Stretching across the southern third of Utah are five of perhaps the most magnificent national parks in the nation. These parks embrace some of the finest and most unusual examples of erosional forms on the globe, and they are truly among the wonders of the world. Utah’s national parks are a veritable wilderness of stone, and indeed much of the land in each park has been recommended for federal wilderness designation.

Many serious hikers, however, shun national parks, believing that such areas are tourist meccas where a wilderness experience is difficult, if not impossible, to have. That may be true for some of our national parks, but not for Utah’s. Even in Zion National Park, where annual visitation averages more than two million people (nearly half the total annual visitation to all Utah national parks), the hiker can enjoy magnificent, wild country and a good deal of solitude only a short distance from most any road.

The majority of park visitors spend only a day in each Utah park, viewing the scenery from the comfort of their vehicles as they try to see as much country as a one- to two-week vacation will allow.

For visitors with limited time, these parks indeed have a great deal to offer. Much of the parks’ scenery can be enjoyed from park roadways, and numerous short trails, many of them nature trails, offer visitors a chance to stretch their legs, smell the desert’s fragrance, feel the wind in their faces, view seemingly endless panoramas and incomparable landscapes, enjoy the delicate blossoms and the perfumes of myriad wildflowers, and observe desert creatures going about their day-to-day lives. Many short trails require no special hiking ability, and some are accessible to handicapped persons in wheelchairs and even to baby strollers.

For an extended stay, each park has one or more excellent campgrounds, and some are available to large recreational vehicles. Each park also boasts a visitor center and interpretive activities that include ranger-led hikes and evening-campfire naturalist programs.

For the backcountry enthusiast, each park also contains broad stretches of pristine wilderness, and in some places, particularly in Capitol Reef and Canyonlands, hikers can roam for days and not see a single soul.

Visitors to the majestic landscape of Utah’s national parks will enjoy a wide range of scenery, including vast plateaus clothed in cool forests of pine, fir, and aspen; magnificent canyons up to 4000 feet deep; soaring cliffs, some of them sheer and smooth from top to bottom, others broken and fluted with great buttresses and columns; cliff-edged mesas, some capped by stone, others topped by velvety grass-lands and “pygmy” forests of pinyon and juniper; broad desert valleys and sun-baked desert flats; domes, crags, arches and pinnacles of solid stone, colored in nearly every shade of the spectrum.
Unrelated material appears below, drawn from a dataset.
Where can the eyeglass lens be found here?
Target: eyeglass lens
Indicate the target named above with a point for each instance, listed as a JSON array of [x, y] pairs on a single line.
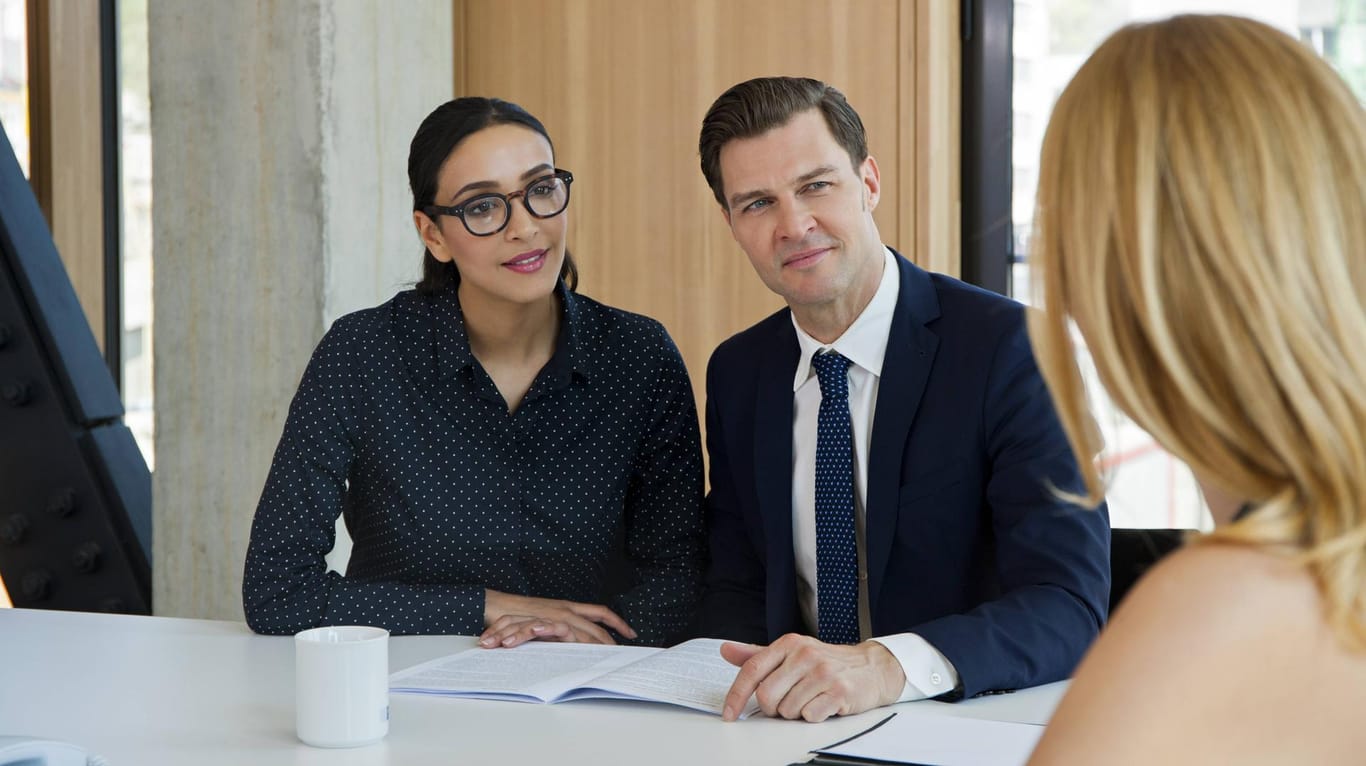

Double-O Arch, Arches National Park

Another part of the scenery in Utah’s national parks is the diversity of plants and animals, all of them living in delicate balance and adapted to the rigors of the high desert, where rainfall is scant and undependable, and where temperatures can be excessively hot. This desert country of the Colorado Plateau may seem harsh and unforgiving, inhospitable to human life if not to plants and animals, but humans have lived and even thrived here for thousands of years. Park visitors will encounter granaries and cliff dwellings of the Ancestral Puebloans (formerly referred to as the “Anasazi”), rock-writing panels dating back more than 2000 years, old homesteads, cowboy line camps, and even farm equipment.

Yes, Utah’s national parks have a great deal to offer to everyone, from chapters of natural history and human history to chapters of earth history spanning more than 300 million years. Recreational opportunities are also diverse, ranging from dayhikes to extended backcountry treks, horseback rides (in Zion and Bryce), 4WD trips, and river float trips.